Example 4.2 Child elements with 1:N relationship
In case a 1:N relationship exist, such as one customer having multiple contacts, the child elements should be generated based on a sub query which gets all matching records. In our example, using the resources table, the resource is the parent element and the roles are the child elements. The sub query should get all roles linked to the resource and generate the corresponding child elements.
First create the sub query with a XML mark-up to get all roles:
SELECT
r.RoleID as '@code',
r.RoleLevel as '@level',
rd.Description as 'Description'
FROM humres h2
LEFT JOIN HRRoles r ON h2.res_id = r.EmpID
LEFT JOIN HRRoleDefs rd ON r.RoleID = rd.ID
FOR XML PATH('Role'), ROOT('Roles')
 
 

Explanation:
  • The query gets all resources (humres), linked to roles (hrroles) and the role details (hrroledefs).
  • The correlation name for humres is set to h2 since this query will become a sub query in which “h” already exists.
Next, this query needs to be part of the main query. This can be done by including it in the SELECT section of our main query and by making sure the sub query returns only the roles per specific resource.
 
SELECT
h.res_id as '@number',
RTRIM(h.sur_name) as 'LastName',
RTRIM(h.first_name) as 'FirstName',
RTRIM(p.predcode) as 'Title/@code',
p.aan_oms as 'Title/Description',
p.aanhef as 'Title/Salutation',
(
SELECT
r.RoleID as '@code',
r.RoleLevel as '@level',
rd.Description as 'Description'
FROM humres h2
LEFT JOIN HRRoles r ON h2.res_id = r.EmpID
LEFT JOIN HRRoleDefs rd ON r.RoleID = rd.ID
WHERE h2.res_id = h.res_id
FOR XML PATH('Role'), ROOT('Roles'), TYPE
)
FROM humres h
LEFT JOIN pred p ON h.predcode = p.predcode
WHERE res_id > 0
FOR XML PATH('Resource'), ROOT('Resources')
 
 

Explanation:
  • In the WHERE section of the sub query the filter „h2.res_id = h.res_id‟ has been added to make sure only the roles per user are taken.

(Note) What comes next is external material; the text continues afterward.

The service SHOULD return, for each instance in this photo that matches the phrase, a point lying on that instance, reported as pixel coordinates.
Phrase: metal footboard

  • In the FOR XML section the command „TYPE‟ has been added. If left out, the query result of the sub query will be alphanumeric (varchar) instead of XML. This means, with the „TYPE‟, the sub query result will be printed as a text/string.

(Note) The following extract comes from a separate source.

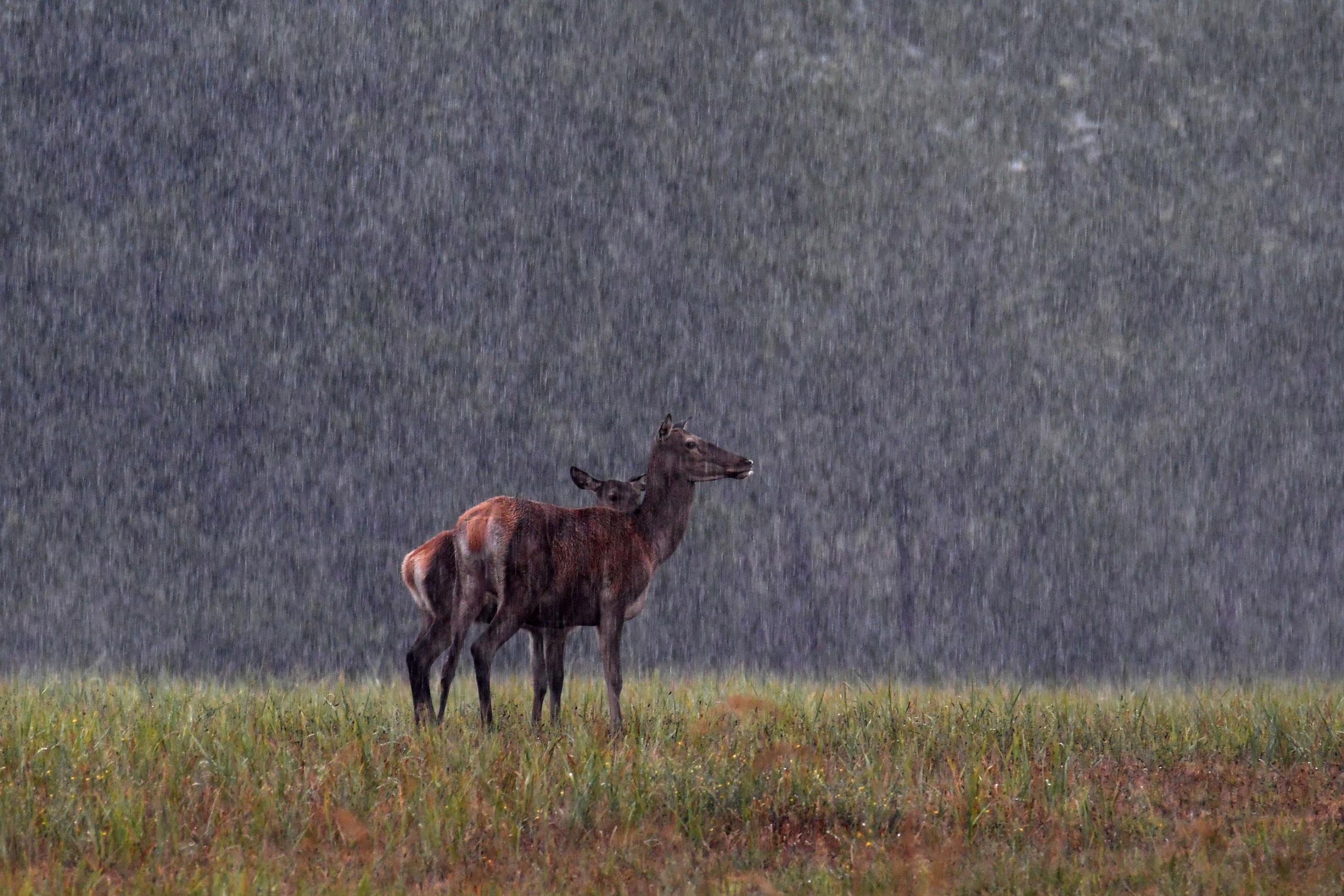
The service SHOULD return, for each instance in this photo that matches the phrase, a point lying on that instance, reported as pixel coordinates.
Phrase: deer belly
(634, 610)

  • Note that in this case it is “legal” to have multiple records and fields coming from a sub query. In standard (non-XML) SELECT queries having a sub query in the SELECT should only result in one record and field.

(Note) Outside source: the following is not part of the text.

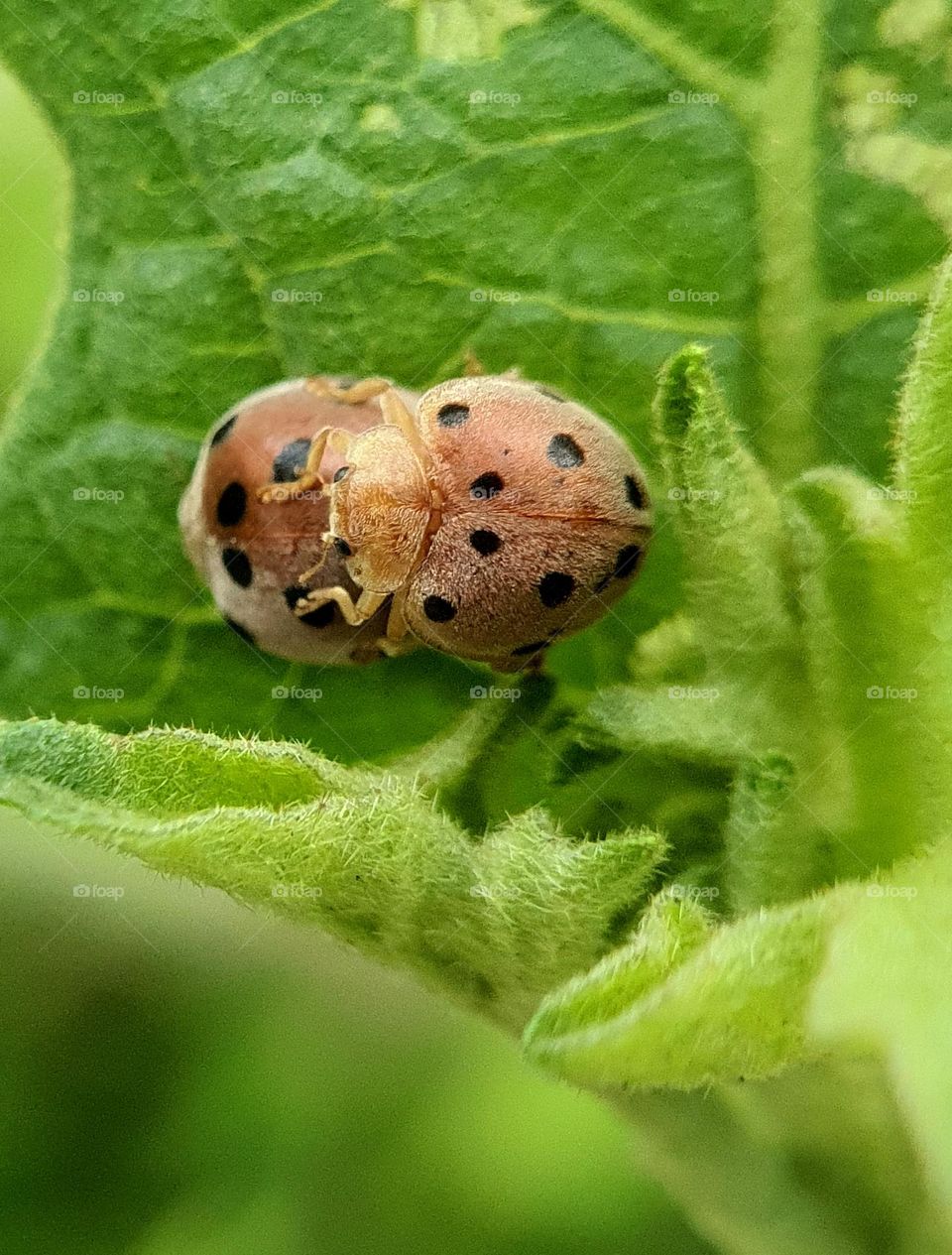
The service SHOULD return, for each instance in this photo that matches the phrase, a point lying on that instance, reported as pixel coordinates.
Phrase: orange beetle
(255, 557)
(491, 520)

Example 5. XML file format
When running a SELECT query with XML commands, the XML output is in „Unicode (UTF-8)‟ coding by default:
 
 

When saving the output file, the file format will be using this encoding. Therefore, make sure to select the correct encoding type supported by the target application. (One of) the encoding type supported by Exact is „Western European (Windows)‟.
 
Enjoy it to create your own XML files via TSQL.